After being an active member in django-syncr I have gained some experience with API calls and parsing data from XML/JSON. It is a lot of fun working in such a project. Recently I have written Readernaut and Brightkite syncr apps which pulls user’s data and writes into a django model.

Setting up a django model depends on the data retrieved from the API call. First read the documentation of the API call and know what data is being returned and what is the name of the tag. You can experiment with a curl call or a basic http call and see how the data is returned. I use XML over JSON as there are many libraries to parse XML than JSON. After deciding on what data is to be be written into a model write the model.

The next step is to write a python function which makes an API call, parse the data and insert it into the django model. I will explain this with an example: Readernaut-API. Readernaut has a very basic API with no authentication. So first you need to read the documentation and identify the ENDPOINTS for each API call.

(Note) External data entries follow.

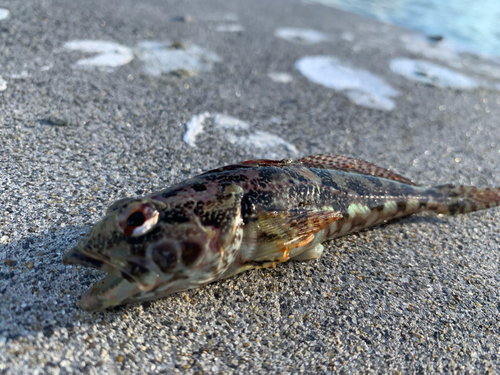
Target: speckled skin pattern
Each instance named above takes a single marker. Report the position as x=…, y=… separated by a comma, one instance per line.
x=250, y=215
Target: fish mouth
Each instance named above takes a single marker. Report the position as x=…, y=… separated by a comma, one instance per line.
x=116, y=288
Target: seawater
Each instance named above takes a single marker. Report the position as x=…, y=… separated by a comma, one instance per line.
x=472, y=24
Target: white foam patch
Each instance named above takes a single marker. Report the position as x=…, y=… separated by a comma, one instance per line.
x=230, y=28
x=165, y=57
x=228, y=16
x=110, y=54
x=222, y=121
x=444, y=50
x=3, y=84
x=266, y=145
x=347, y=36
x=298, y=35
x=280, y=77
x=453, y=54
x=4, y=13
x=433, y=74
x=194, y=127
x=22, y=75
x=360, y=86
x=262, y=143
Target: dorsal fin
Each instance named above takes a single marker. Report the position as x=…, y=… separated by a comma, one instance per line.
x=348, y=164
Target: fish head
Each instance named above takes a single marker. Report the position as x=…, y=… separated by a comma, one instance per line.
x=145, y=256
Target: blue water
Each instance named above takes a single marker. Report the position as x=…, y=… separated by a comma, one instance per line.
x=474, y=24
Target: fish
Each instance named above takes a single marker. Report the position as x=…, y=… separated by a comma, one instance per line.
x=251, y=215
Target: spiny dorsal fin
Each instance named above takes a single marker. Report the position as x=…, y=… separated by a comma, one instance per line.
x=348, y=164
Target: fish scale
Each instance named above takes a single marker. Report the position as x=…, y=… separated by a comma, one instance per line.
x=250, y=215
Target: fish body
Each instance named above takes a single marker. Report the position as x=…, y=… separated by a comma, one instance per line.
x=255, y=214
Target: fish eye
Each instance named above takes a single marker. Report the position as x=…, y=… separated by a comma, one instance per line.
x=137, y=219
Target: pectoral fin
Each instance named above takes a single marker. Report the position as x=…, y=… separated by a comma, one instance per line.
x=284, y=235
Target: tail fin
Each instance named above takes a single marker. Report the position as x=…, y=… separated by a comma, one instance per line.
x=452, y=200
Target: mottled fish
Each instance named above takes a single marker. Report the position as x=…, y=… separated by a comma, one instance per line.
x=255, y=214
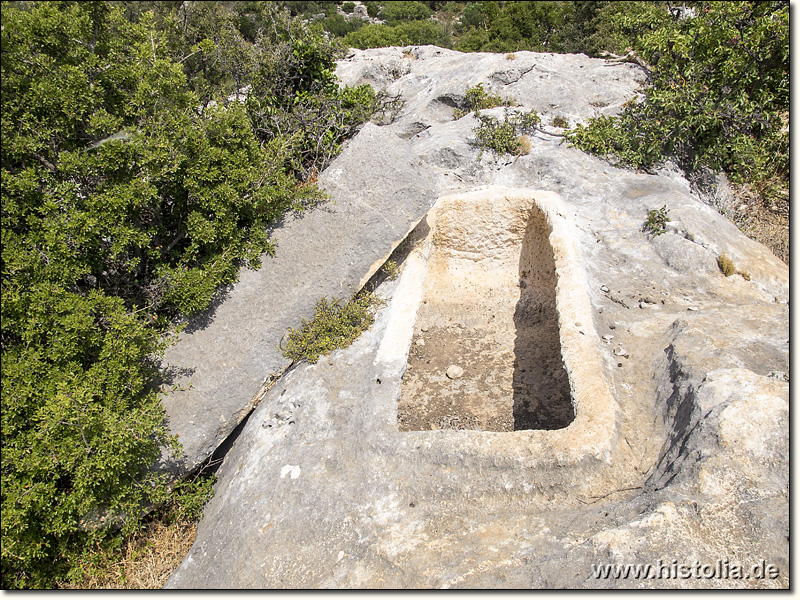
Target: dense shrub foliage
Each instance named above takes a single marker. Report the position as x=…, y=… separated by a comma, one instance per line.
x=133, y=187
x=335, y=325
x=719, y=94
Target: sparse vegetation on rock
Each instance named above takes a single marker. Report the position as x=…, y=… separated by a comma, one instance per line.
x=335, y=325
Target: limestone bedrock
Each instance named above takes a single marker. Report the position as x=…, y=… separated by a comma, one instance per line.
x=679, y=450
x=225, y=359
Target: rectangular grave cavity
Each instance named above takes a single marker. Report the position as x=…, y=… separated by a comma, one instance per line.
x=485, y=352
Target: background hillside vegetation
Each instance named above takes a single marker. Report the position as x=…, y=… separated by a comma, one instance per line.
x=148, y=147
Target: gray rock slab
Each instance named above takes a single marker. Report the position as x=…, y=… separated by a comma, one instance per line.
x=695, y=461
x=224, y=358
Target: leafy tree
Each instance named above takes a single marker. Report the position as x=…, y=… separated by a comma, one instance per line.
x=404, y=11
x=720, y=87
x=404, y=34
x=130, y=193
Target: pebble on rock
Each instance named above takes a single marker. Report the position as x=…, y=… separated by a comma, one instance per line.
x=454, y=372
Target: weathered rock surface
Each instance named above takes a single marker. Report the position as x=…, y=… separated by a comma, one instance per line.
x=678, y=454
x=225, y=360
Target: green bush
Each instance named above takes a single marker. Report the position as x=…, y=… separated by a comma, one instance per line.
x=506, y=136
x=657, y=220
x=128, y=199
x=726, y=265
x=399, y=11
x=414, y=33
x=335, y=325
x=720, y=88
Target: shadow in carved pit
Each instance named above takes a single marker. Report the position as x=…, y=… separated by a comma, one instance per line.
x=485, y=353
x=541, y=391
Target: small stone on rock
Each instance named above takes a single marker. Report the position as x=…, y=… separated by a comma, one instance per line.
x=454, y=371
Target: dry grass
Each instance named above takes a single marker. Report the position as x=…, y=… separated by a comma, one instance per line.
x=146, y=560
x=524, y=145
x=767, y=225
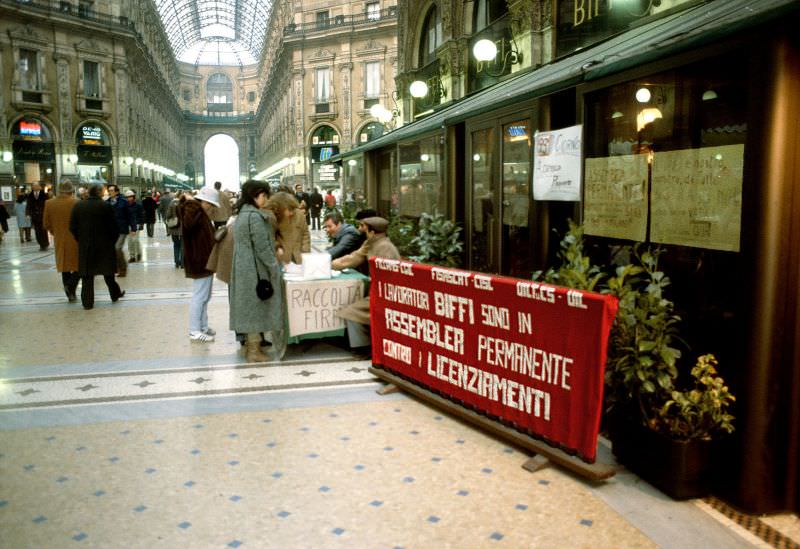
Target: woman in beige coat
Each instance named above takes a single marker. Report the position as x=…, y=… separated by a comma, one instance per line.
x=57, y=213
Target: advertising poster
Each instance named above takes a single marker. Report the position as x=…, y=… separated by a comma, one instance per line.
x=696, y=197
x=531, y=354
x=557, y=164
x=615, y=197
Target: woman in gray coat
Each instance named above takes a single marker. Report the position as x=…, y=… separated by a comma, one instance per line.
x=254, y=258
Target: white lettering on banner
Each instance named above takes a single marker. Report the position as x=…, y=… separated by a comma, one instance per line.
x=536, y=291
x=404, y=295
x=397, y=351
x=540, y=365
x=456, y=278
x=491, y=386
x=449, y=305
x=426, y=330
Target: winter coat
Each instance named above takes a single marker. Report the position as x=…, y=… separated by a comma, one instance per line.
x=378, y=246
x=57, y=213
x=94, y=226
x=294, y=237
x=347, y=240
x=23, y=221
x=254, y=245
x=198, y=238
x=126, y=222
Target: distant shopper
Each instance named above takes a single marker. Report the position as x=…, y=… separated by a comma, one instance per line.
x=94, y=225
x=378, y=245
x=315, y=208
x=126, y=225
x=198, y=240
x=57, y=214
x=23, y=221
x=253, y=259
x=346, y=238
x=35, y=210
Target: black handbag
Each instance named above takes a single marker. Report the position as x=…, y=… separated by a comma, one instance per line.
x=264, y=289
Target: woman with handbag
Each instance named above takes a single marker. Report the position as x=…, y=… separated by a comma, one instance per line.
x=255, y=292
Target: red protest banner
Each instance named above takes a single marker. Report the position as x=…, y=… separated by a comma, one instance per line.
x=531, y=354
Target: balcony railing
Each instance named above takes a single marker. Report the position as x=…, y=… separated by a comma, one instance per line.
x=68, y=9
x=341, y=21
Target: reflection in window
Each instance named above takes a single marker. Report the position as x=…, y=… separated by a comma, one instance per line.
x=421, y=174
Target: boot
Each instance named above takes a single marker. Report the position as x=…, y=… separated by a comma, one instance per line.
x=254, y=353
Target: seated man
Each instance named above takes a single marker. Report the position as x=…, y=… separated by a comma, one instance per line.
x=377, y=244
x=346, y=238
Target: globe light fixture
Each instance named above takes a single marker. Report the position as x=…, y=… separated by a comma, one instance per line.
x=484, y=50
x=418, y=89
x=643, y=95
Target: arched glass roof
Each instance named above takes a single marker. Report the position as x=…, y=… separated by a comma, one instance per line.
x=216, y=32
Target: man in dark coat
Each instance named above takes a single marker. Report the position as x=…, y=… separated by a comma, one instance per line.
x=94, y=226
x=35, y=210
x=346, y=238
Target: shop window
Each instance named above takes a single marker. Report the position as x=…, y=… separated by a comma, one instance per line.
x=421, y=187
x=431, y=37
x=373, y=10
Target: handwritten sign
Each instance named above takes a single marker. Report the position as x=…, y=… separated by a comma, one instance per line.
x=532, y=355
x=557, y=164
x=615, y=197
x=312, y=304
x=697, y=197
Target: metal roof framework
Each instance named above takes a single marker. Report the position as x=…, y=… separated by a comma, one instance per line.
x=216, y=32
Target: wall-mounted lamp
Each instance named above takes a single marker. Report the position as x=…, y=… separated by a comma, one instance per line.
x=486, y=53
x=643, y=95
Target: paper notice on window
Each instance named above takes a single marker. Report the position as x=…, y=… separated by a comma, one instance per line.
x=696, y=197
x=615, y=196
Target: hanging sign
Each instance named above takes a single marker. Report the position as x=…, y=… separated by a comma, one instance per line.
x=531, y=354
x=557, y=164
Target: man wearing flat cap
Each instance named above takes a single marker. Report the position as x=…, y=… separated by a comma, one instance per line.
x=377, y=245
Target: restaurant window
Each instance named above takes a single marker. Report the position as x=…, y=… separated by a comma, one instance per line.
x=372, y=79
x=421, y=188
x=373, y=10
x=664, y=165
x=431, y=37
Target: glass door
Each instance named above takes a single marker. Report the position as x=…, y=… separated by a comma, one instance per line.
x=516, y=240
x=484, y=208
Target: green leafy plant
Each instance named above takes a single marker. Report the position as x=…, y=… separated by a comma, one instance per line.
x=438, y=241
x=576, y=270
x=401, y=232
x=701, y=411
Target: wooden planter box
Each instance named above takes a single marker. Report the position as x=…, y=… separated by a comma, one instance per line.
x=680, y=469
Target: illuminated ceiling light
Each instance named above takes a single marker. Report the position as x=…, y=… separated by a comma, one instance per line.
x=418, y=89
x=484, y=50
x=643, y=95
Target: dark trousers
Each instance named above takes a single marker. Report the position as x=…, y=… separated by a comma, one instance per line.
x=70, y=281
x=41, y=234
x=87, y=289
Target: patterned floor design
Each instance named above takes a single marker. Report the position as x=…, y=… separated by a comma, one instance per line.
x=117, y=431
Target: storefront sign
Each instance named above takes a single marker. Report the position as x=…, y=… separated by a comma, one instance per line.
x=91, y=154
x=33, y=151
x=696, y=197
x=312, y=304
x=557, y=164
x=615, y=197
x=532, y=355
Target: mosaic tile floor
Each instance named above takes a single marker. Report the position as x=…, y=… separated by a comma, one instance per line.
x=117, y=431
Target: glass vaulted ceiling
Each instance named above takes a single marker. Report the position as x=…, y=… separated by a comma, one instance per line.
x=216, y=32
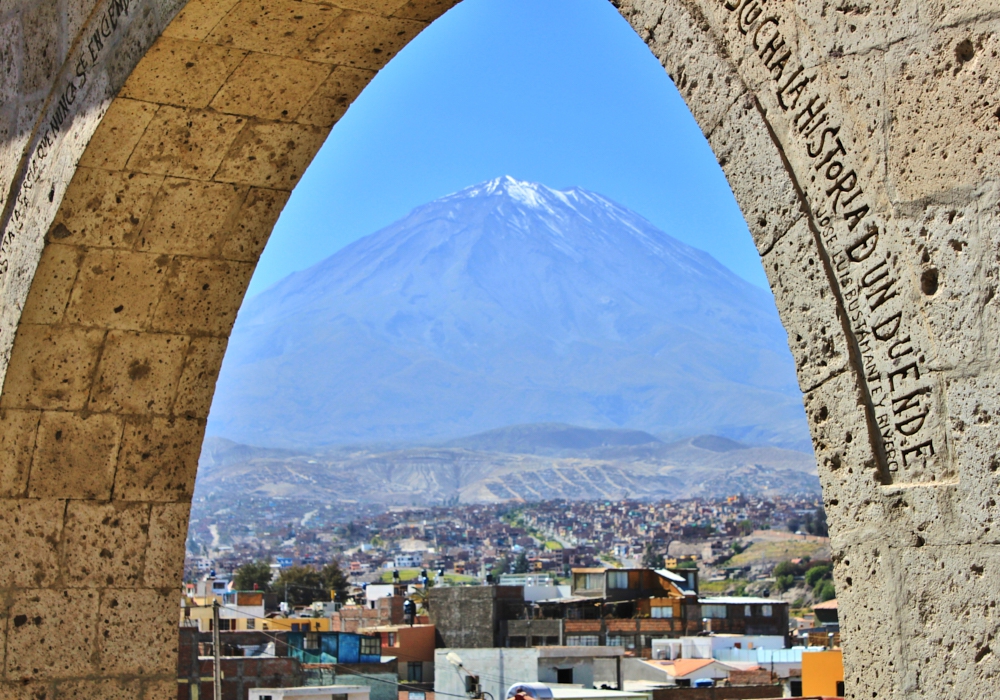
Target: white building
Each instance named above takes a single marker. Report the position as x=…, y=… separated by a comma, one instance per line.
x=409, y=560
x=317, y=692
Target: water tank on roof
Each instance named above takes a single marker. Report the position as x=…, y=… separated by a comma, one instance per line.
x=539, y=691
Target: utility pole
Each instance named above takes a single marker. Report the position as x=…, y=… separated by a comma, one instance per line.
x=216, y=643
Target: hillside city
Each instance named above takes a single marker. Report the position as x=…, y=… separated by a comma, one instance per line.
x=629, y=598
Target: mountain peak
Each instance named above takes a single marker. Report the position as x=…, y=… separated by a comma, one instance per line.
x=507, y=303
x=530, y=194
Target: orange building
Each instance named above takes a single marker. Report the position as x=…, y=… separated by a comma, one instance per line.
x=823, y=673
x=412, y=645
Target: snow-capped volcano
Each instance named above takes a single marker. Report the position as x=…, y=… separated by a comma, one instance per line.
x=509, y=302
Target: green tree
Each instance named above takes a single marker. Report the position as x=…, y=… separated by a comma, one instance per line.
x=816, y=523
x=651, y=559
x=824, y=591
x=817, y=574
x=784, y=569
x=500, y=567
x=303, y=585
x=253, y=575
x=521, y=564
x=335, y=580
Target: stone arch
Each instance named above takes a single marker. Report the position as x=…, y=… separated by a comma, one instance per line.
x=149, y=145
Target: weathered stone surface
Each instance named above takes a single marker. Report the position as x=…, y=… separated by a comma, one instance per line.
x=104, y=544
x=329, y=103
x=17, y=444
x=201, y=370
x=74, y=455
x=158, y=459
x=202, y=295
x=30, y=533
x=110, y=689
x=116, y=289
x=39, y=642
x=55, y=369
x=185, y=142
x=133, y=639
x=271, y=154
x=190, y=217
x=798, y=274
x=138, y=372
x=270, y=87
x=168, y=524
x=104, y=209
x=182, y=72
x=860, y=140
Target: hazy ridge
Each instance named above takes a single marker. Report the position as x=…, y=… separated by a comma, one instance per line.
x=509, y=303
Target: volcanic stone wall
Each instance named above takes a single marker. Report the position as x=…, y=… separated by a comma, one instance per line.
x=148, y=146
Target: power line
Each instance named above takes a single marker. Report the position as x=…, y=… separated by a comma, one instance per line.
x=360, y=675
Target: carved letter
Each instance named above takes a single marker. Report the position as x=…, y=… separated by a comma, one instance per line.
x=892, y=349
x=878, y=332
x=918, y=451
x=904, y=371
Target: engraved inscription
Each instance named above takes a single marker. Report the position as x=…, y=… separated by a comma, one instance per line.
x=105, y=27
x=904, y=399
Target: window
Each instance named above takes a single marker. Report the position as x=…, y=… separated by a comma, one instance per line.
x=623, y=640
x=588, y=582
x=617, y=579
x=717, y=612
x=371, y=646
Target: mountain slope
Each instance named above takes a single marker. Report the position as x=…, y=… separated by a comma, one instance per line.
x=503, y=304
x=434, y=475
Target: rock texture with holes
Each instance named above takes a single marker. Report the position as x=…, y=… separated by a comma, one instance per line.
x=148, y=146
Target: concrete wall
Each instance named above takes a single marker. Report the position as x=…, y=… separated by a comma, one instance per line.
x=498, y=669
x=472, y=616
x=148, y=146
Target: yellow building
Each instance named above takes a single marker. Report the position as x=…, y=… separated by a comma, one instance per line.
x=296, y=624
x=823, y=673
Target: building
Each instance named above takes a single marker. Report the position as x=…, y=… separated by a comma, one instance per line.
x=408, y=560
x=386, y=610
x=679, y=672
x=738, y=615
x=494, y=671
x=413, y=648
x=823, y=673
x=474, y=617
x=238, y=610
x=327, y=692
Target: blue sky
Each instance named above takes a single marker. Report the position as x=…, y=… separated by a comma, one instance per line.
x=560, y=92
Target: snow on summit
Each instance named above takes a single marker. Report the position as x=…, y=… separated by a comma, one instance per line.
x=505, y=303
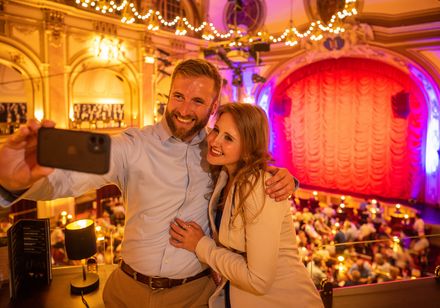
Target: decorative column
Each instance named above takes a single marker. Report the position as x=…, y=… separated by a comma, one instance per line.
x=56, y=105
x=147, y=91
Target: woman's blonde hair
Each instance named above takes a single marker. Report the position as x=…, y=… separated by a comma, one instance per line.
x=253, y=127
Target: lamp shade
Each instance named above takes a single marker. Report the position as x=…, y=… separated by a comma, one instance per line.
x=80, y=239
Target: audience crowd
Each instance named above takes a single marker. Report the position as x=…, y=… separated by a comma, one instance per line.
x=342, y=244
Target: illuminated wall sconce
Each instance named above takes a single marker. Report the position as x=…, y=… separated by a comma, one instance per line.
x=149, y=59
x=39, y=114
x=249, y=99
x=107, y=49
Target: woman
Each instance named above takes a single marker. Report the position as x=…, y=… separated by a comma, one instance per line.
x=256, y=248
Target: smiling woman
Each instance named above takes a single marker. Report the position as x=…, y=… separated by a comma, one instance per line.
x=254, y=247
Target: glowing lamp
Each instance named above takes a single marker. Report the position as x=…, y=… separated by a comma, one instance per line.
x=80, y=241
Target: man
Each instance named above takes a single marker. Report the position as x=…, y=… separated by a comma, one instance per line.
x=162, y=173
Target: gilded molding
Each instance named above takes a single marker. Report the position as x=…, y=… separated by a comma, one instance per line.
x=105, y=28
x=25, y=29
x=54, y=24
x=177, y=44
x=16, y=58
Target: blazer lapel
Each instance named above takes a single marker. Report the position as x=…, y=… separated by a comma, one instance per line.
x=212, y=208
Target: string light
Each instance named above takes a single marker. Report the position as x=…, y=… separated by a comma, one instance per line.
x=290, y=36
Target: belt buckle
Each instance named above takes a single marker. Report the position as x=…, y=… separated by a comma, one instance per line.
x=150, y=284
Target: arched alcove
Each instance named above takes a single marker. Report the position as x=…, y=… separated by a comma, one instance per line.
x=335, y=128
x=21, y=80
x=105, y=90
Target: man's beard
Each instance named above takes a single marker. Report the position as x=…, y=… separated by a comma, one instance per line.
x=183, y=133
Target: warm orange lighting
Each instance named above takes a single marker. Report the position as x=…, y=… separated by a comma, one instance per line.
x=149, y=59
x=107, y=49
x=79, y=224
x=39, y=114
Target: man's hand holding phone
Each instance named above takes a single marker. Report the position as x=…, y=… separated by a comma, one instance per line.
x=18, y=157
x=36, y=148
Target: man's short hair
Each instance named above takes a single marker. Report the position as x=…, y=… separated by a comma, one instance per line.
x=199, y=68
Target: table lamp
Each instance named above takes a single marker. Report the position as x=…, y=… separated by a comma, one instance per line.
x=80, y=242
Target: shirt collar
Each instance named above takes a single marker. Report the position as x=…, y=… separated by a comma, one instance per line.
x=164, y=133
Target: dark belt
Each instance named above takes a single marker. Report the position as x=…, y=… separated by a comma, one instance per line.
x=159, y=282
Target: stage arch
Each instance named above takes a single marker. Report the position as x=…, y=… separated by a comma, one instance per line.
x=335, y=128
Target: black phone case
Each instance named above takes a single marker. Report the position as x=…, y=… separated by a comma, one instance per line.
x=73, y=150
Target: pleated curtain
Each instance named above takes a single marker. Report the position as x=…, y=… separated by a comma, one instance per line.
x=334, y=127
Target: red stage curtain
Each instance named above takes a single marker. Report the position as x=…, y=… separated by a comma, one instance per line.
x=334, y=128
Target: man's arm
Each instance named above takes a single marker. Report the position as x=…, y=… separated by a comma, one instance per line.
x=281, y=185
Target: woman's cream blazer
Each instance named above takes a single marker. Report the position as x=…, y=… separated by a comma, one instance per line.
x=261, y=258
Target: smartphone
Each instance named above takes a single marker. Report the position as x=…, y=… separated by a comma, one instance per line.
x=73, y=150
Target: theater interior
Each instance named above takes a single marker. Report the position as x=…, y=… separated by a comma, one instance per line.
x=351, y=89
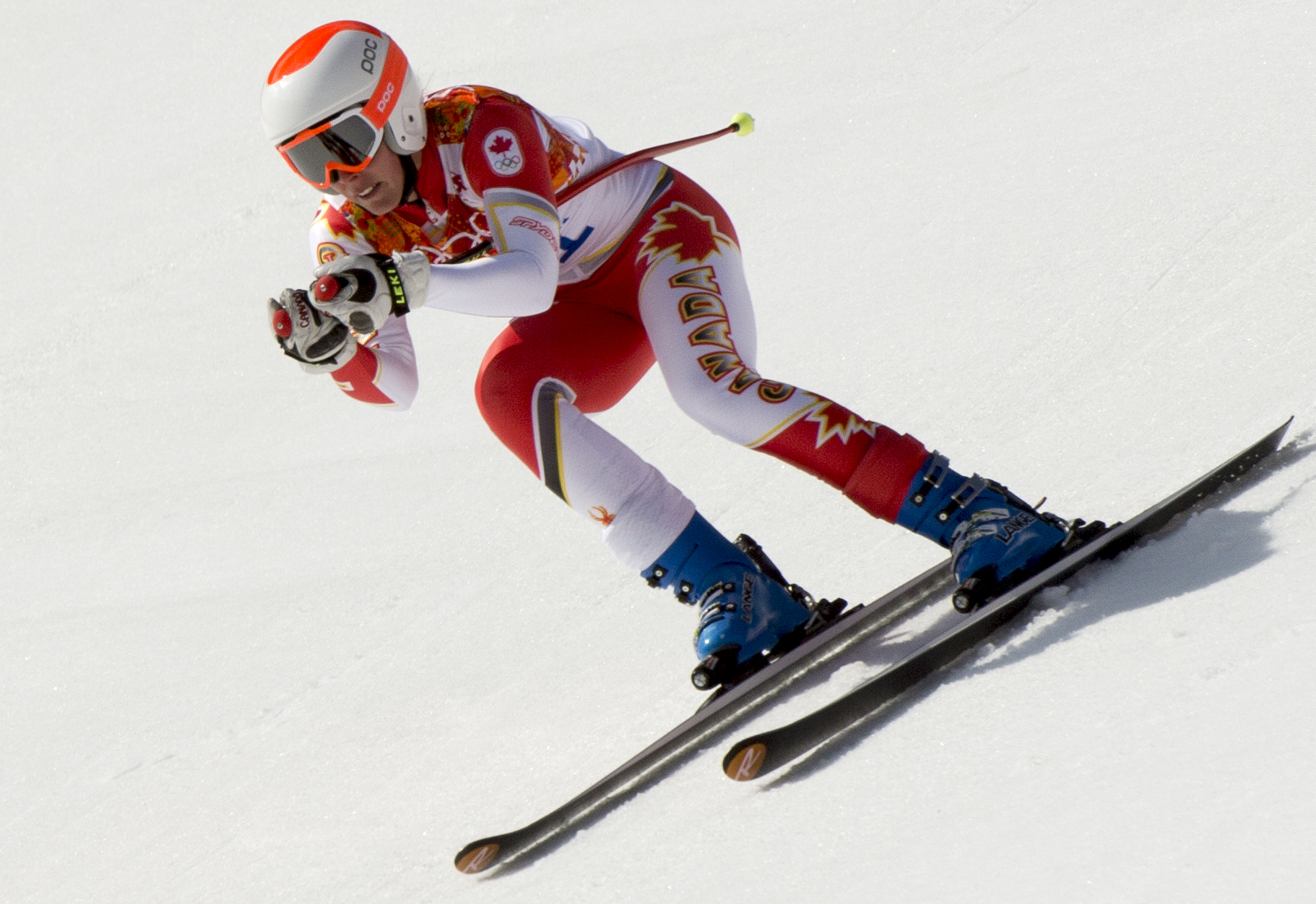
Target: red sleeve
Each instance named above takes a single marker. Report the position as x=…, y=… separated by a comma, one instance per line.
x=360, y=378
x=504, y=150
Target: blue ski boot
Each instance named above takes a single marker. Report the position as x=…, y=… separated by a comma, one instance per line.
x=747, y=609
x=995, y=539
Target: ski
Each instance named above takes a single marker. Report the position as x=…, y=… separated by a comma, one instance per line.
x=716, y=716
x=765, y=753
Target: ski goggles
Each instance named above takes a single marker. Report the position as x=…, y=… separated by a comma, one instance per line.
x=345, y=144
x=348, y=141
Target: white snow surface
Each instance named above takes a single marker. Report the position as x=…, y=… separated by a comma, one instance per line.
x=262, y=644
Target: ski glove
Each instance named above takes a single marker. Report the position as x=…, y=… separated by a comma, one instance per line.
x=362, y=290
x=318, y=343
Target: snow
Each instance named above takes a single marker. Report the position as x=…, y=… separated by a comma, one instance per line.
x=261, y=644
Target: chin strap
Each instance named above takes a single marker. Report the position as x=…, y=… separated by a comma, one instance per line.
x=409, y=176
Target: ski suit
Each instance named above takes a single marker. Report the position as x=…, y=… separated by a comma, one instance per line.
x=641, y=267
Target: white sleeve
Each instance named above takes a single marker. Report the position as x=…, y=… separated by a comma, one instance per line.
x=396, y=377
x=522, y=279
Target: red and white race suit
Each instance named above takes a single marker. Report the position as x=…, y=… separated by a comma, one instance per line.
x=643, y=266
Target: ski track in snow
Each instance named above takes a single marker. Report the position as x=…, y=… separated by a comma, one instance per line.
x=261, y=644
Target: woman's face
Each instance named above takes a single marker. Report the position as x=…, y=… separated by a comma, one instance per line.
x=378, y=187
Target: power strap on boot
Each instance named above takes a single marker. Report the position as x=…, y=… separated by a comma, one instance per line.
x=961, y=498
x=937, y=470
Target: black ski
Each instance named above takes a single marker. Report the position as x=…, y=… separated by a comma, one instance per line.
x=764, y=753
x=713, y=719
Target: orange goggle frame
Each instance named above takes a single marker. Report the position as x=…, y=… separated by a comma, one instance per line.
x=352, y=138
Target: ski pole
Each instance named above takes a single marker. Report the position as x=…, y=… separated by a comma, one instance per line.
x=741, y=124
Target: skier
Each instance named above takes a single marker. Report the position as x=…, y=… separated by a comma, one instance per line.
x=643, y=266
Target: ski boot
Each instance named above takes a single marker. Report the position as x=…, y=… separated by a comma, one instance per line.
x=997, y=540
x=747, y=611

In the view you formulate the url to which you need to make the API call and then parse the returned data. There is a urllib module which makes this very easy.

url = "http://readernaut.com/api/v1/yashh/books/"
data = urllib.urlopen(url).read()

Instead of hardcoding the username you can pass it as argument and make it reusable. Here the urllib makes a request and puts the returned data in a variable. data right now contains XML which needs to be parsed. There are quite many ways to parse XML. The most basic approach would be using python’s inbuilt XML parser. It’s quite easy to use it but the code would be quite verbose. You can use

  • BeautifulSoup
  • Feedparser

Both libraries have some good support for parsing XML on the fly. They are fast and efficient provided the returned is XML is not huge (not few Megs). However I am apparently too lazy to use them. I started using xml2dict which is accepts XML as input and returns a python dictionary.

from xml2dict import XML2Dict
x = XML2Dict()
dict = x.fromstring(data)

dict contains the data parsed from XML. Now it is as simple as write a for loop and iterate over the data and check if it exists in the database already, if not insert the data.

for book in r1["reader_books"]["reader_book"]:
    //logic to extract data from python dict
    //and use get_or_create function over the data.

Another important thing is to check if the object already exists in our database. There are a couple of ways you can do it. First you need to identify an entity in your model to perform a check on. Suppose in the readernaut example you grab a list of books of a user and try to insert them into the database. Here the unique entity would be the book id. Every book in readernaut has a unique book id which makes it easy for to perform a check if the book exists. Similarly brightkite provides a alpha-numeric id for every checkin. However there might be situations where you might not be able to find a unique entity. In that case you can rely on the datetime attribute of each record. This is reliable to some extent as far as there are no two objects with same datetime(kind of rare but possible).

To perform a check if an objects exists in the database you can use django’s built in get_or_create function. To use this method put all the date of a record into a dictionary defaults except for the unique entity. Then this piece of code will check if the record exists in the database. If it does n’t exist it will create one.

obj, created = Model.objects.get_or_create(
unique_entity = record. unique_entity, defaults = default_dict)

Another method would be to put put the get method in a try clause and the creation code in the except clause.

try:
   book = Book.objects.get(book_id = book["reader_book_id"]["value"])
except DoesNotExist:
  new_book = Book.objects.create(values)
  new_book.save()

Here the try clause first gets executed. If there is no error it goes on. If there is an exception “DoesNotExist” then it executes the Except clause there by creating the object.

Another issue we often come across is parsing a datetime UNIX timestamp into a python datetime object. We initially used the default fromtimestamp method but later we adopted a better approach.

import time
from datetime import datetime
pub_time = time.strptime(created_at_from_API
  , "%a %b %d %H:%M:%S +0000 %Y")
pub_time = datetime.fromtimestamp(time.mktime(pub_time))
//pub_time is the datetime object we want

Note: Sometimes the timestamp returned by API may vary according to the daylight savings. With all those changes we might need to alter +0000 everytime. Instead we made use of dateutil library which parses a string and extracts datetime object from it.

import dateutil.parser, dateutil.tz
pub_time = dateutil.parser.parse(created_at_from_API)
if pub_time.tzinfo:
  pub_time = pub_time.astimezone(dateutil.tz.
   tzlocal()).replace(tzinfo=None)

With this dateutil you can also convert the datetime to your local time. All the zone conversion can be handled with ease.

This is something we do in almost all the apps in django-syncr. Recently I wrote a python-github which is a wrapper over the github API. Feel free to grab and use it.